58110410,10.9799/ksfan.2017.30.4.728,1
58110411,10.9799/ksfan.2017.30.5.1035,1
58110412,10.9799/ksfan.2018.31.1.033,1
58110413,10.9799/ksfan.2019.32.4.328,1


In [4]:
df_dblp_and_mag = pd.read_csv(path_file_export + 'out_dblp_and_mag_joined.csv', low_memory=False, index_col=[0])
df_dblp_and_mag

Unnamed: 0,CitationCount_Mag,CitationCount_MagEstimated,ConferenceLocation,ConferenceNormalizedName,ConferenceTitle,Doi,OriginalTitle,Year
0,12,12,"Austin, TX",disc 2014,Distributed Computing - 28th International Sym...,10.1007/978-3-662-45174-8_28,The Adaptive Priority Queue with Elimination a...,2014
1,10,10,"Wrocław, Poland",esa 2014,Algorithms - ESA 2014 - 22th Annual European S...,10.1007/978-3-662-44777-2_60,Document Retrieval on Repetitive Collections,2014
2,20,20,"Innsbruck, Austria",enter 2013,Information and Communication Technologies in ...,10.1007/978-3-319-03973-2_13,SoCoMo Marketing for Travel and Tourism,2013
3,0,0,"Provence, France",dexa 2002,"Database and Expert Systems Applications, 13th...",10.1007/3-540-46146-9_77,Similarity Image Retrieval System Using Hierar...,2002
4,19,19,"Zakopane, Poland",icaisc 2006,Artificial Intelligence and Soft Computing - I...,10.1007/11785231_94,Leukemia prediction from gene expression data—...,2006
...,...,...,...,...,...,...,...,...
4988315,0,0,"Thessaloniki, Greece",sapere 2011,Philosophy and Theory of Artificial Intelligen...,10.1007/978-3-642-31674-6_9,,2011
4988316,0,0,"Thessaloniki, Greece",sapere 2011,Philosophy and Theory of Artificial Intelligen...,10.1007/978-3-642-31674-6_20,,2011
4988317,0,0,"Thessaloniki, Greece",sapere 2011,Philosophy and Theory of Artificial Intelligen...,10.1007/978-3-642-31674-6_25,,2011
4988318,0,0,"Thessaloniki, Greece",sapere 2011,Philosophy and Theory of Artificial Intelligen...,10.1007/978-3-642-31674-6_12,,2011


## Preparation of the CSV Preprocessed COCI Dump

Renaming the article column to doi and making sure that everything is in lowercase:

In [6]:
df_coci = df_coci.rename(columns={'article': 'Doi'})
df_coci = df_coci.reindex(sorted(df_coci.columns), axis=1)
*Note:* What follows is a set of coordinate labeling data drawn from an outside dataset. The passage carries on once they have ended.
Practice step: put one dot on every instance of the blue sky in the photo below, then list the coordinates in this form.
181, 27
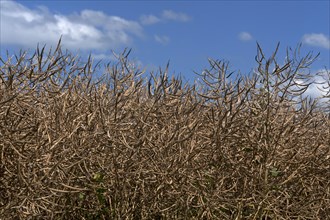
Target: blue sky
185, 32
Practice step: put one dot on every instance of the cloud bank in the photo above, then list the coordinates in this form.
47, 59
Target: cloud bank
167, 15
87, 30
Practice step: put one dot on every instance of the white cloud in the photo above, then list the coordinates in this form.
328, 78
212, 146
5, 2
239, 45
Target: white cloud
245, 36
149, 19
162, 39
167, 15
319, 40
88, 30
176, 16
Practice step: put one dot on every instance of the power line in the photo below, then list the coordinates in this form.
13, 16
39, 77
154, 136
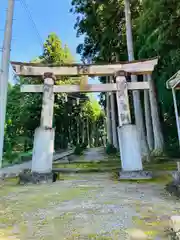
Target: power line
27, 9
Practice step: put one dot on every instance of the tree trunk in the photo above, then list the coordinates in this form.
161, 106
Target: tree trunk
158, 136
136, 96
83, 137
88, 137
113, 120
148, 119
108, 117
77, 130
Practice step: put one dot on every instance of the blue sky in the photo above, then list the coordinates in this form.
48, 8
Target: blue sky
49, 16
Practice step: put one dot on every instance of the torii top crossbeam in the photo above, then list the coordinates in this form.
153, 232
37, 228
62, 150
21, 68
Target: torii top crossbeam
133, 67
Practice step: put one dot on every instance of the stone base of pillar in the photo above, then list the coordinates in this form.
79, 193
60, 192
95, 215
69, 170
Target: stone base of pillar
43, 151
130, 152
130, 148
135, 175
36, 178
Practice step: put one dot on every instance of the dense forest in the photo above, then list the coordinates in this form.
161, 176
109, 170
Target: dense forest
78, 118
155, 30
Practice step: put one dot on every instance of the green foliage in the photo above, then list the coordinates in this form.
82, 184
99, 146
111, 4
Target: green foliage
110, 149
24, 109
78, 150
155, 26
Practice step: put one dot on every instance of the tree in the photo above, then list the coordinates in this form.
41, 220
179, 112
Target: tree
24, 110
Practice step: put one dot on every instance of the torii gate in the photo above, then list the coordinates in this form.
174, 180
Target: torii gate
127, 133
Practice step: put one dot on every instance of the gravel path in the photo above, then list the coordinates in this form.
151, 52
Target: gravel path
90, 206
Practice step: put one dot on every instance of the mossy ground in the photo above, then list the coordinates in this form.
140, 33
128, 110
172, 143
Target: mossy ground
114, 165
39, 211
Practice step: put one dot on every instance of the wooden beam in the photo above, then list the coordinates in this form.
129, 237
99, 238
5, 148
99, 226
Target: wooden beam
111, 87
135, 67
32, 88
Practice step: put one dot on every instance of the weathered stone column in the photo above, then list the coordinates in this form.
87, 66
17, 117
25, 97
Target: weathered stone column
113, 119
129, 141
44, 135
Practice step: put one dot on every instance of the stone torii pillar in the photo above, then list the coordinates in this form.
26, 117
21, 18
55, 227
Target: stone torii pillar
44, 135
129, 138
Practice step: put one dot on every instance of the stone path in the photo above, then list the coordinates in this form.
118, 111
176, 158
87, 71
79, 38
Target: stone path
93, 154
15, 169
90, 206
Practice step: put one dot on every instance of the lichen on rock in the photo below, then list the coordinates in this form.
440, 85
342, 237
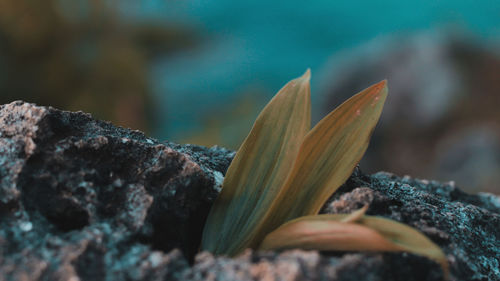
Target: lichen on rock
81, 199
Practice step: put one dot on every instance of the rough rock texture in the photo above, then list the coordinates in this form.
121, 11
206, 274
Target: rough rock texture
82, 199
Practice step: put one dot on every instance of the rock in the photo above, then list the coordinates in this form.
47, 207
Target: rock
443, 100
81, 199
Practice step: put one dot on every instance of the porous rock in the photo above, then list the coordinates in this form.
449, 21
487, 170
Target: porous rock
81, 199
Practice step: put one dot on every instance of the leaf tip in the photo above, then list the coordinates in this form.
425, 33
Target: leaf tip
306, 77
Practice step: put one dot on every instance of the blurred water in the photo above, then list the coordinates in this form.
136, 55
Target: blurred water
263, 44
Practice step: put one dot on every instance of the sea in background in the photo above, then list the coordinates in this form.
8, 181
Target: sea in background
259, 45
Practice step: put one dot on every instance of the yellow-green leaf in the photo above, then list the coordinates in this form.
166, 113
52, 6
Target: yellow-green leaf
259, 168
327, 157
367, 233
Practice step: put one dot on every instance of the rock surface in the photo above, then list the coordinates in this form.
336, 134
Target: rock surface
81, 199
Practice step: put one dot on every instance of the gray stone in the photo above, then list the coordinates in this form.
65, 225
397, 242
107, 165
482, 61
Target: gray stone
81, 199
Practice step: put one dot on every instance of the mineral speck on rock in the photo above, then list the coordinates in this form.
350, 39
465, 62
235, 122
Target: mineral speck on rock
81, 199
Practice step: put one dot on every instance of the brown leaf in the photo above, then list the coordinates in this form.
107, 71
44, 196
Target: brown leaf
367, 233
327, 157
259, 169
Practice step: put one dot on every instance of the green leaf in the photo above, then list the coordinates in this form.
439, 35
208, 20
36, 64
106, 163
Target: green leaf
341, 233
327, 157
259, 169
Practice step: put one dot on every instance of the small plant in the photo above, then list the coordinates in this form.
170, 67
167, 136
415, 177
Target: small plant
283, 173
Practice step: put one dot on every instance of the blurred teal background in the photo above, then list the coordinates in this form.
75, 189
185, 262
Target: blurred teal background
200, 71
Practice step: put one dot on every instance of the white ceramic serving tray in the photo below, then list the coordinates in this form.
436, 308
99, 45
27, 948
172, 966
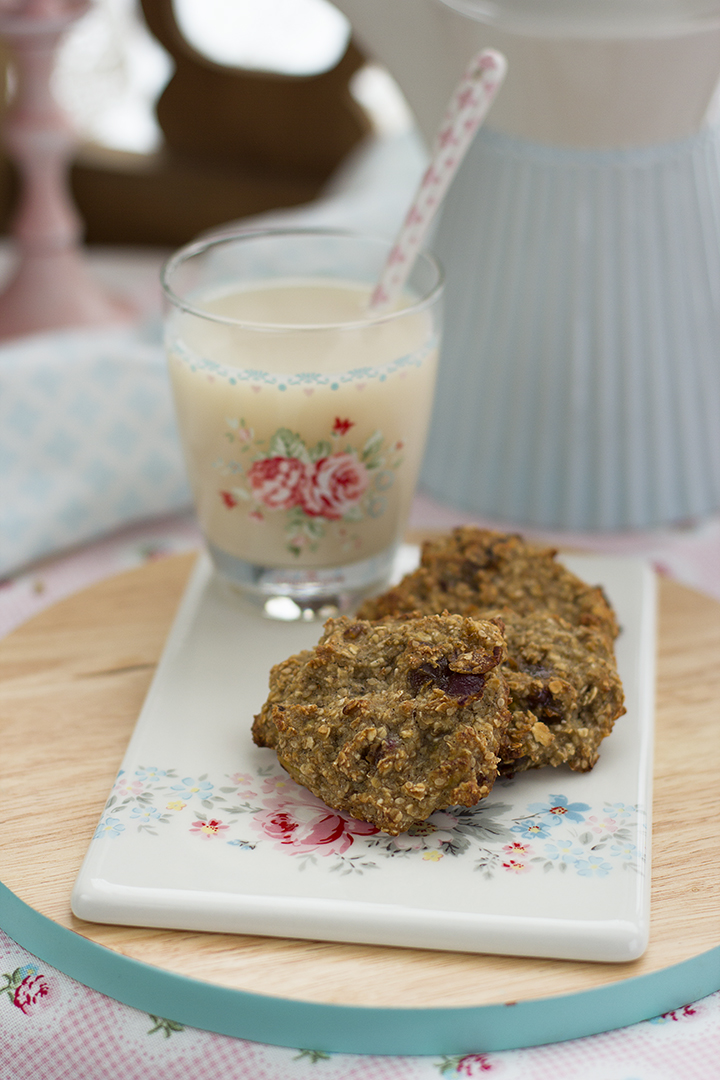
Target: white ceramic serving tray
204, 831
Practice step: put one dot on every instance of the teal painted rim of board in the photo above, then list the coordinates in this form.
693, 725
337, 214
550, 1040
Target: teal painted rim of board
353, 1029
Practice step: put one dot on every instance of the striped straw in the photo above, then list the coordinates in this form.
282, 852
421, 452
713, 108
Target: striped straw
465, 112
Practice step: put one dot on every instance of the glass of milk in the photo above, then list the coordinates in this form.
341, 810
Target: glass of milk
302, 417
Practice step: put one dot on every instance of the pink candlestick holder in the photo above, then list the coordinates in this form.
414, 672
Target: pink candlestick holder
51, 287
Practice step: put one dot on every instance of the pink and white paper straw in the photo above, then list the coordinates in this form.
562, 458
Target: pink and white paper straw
466, 110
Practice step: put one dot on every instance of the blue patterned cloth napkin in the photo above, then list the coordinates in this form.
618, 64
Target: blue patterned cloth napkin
87, 440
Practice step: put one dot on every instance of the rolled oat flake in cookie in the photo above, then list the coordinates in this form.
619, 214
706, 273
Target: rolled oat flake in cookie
393, 720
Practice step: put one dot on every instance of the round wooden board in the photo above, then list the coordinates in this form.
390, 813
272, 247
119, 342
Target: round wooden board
71, 685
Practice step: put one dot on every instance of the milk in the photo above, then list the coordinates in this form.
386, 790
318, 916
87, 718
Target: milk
302, 428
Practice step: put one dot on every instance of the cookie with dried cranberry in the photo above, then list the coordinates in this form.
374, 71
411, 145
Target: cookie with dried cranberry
565, 693
391, 721
472, 570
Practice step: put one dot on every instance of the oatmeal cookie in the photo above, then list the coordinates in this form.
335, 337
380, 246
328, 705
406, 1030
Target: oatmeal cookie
565, 693
391, 721
474, 569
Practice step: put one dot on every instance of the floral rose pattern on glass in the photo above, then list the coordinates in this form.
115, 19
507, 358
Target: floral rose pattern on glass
276, 482
27, 989
244, 812
313, 485
335, 485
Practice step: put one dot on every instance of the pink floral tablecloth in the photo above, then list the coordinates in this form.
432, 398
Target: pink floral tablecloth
54, 1028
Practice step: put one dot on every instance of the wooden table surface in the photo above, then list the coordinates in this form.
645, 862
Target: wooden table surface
72, 680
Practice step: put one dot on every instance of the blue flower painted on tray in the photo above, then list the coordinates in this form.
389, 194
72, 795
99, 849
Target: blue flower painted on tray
558, 809
568, 851
551, 836
145, 813
531, 829
109, 826
188, 787
594, 866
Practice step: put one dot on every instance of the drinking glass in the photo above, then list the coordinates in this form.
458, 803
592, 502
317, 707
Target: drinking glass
302, 415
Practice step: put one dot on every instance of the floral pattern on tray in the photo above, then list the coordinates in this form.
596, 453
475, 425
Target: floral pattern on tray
240, 810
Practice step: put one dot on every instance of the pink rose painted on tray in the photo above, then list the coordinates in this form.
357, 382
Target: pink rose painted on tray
243, 811
312, 485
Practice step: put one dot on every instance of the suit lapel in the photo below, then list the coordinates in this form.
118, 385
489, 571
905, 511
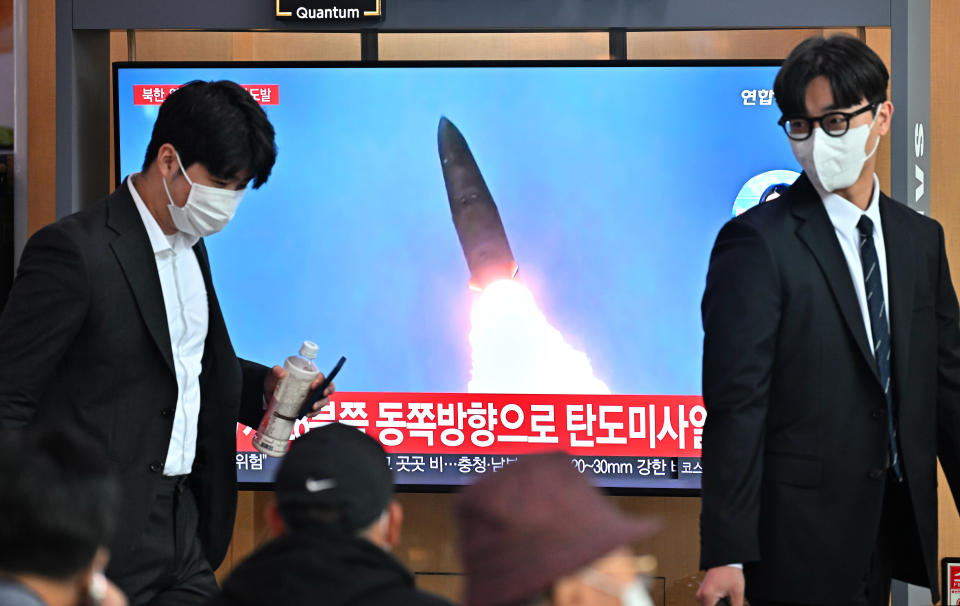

df_coci.Doi = df_coci.Doi.str.lower()
df_coci.iloc[:5]

Unnamed: 0,Doi,citations_count
0,10.10.18045/zbefri.2015.2.207,1
1,10.1000/182,3
2,10.1000/res#test,1
3,10.1001,6
4,10.1001/.391,22


## Join Between DBLP+MAG and COCI

Making sure that all dois are in lowercase:

In [8]:
df_coci.Doi = df_coci.Doi.str.lower()

In [9]:
df_dblp_and_mag = pd.merge(df_dblp_and_mag, df_coci, on=['Doi'], how='left')

df_dblp_and_mag.iloc[:5]

Unnamed: 0,CitationCount_Mag,CitationCount_MagEstimated,ConferenceLocation,ConferenceNormalizedName,ConferenceTitle,Doi,OriginalTitle,Year,citations_count
0,12,12,"Austin, TX",disc 2014,Distributed Computing - 28th International Sym...,10.1007/978-3-662-45174-8_28,The Adaptive Priority Queue with Elimination a...,2014,10.0
1,10,10,"Wrocław, Poland",esa 2014,Algorithms - ESA 2014 - 22th Annual European S...,10.1007/978-3-662-44777-2_60,Document Retrieval on Repetitive Collections,2014,5.0
2,20,20,"Innsbruck, Austria",enter 2013,Information and Communication Technologies in ...,10.1007/978-3-319-03973-2_13,SoCoMo Marketing for Travel and Tourism,2013,11.0
3,0,0,"Provence, France",dexa 2002,"Database and Expert Systems Applications, 13th...",10.1007/3-540-46146-9_77,Similarity Image Retrieval System Using Hierar...,2002,1.0
4,19,19,"Zakopane, Poland",icaisc 2006,Artificial Intelligence and Soft Computing - I...,10.1007/11785231_94,Leukemia prediction from gene expression data—...,2006,9.0


Column rename and sort:

In [10]:
df_dblp_and_mag.rename(columns={'citations_count': 'CitationCount_COCI'}, inplace=True)
df_dblp_and_mag = df_dblp_and_mag.reindex(sorted(df_dblp_and_mag.columns), axis=1)
df_dblp_and_mag.iloc[:5]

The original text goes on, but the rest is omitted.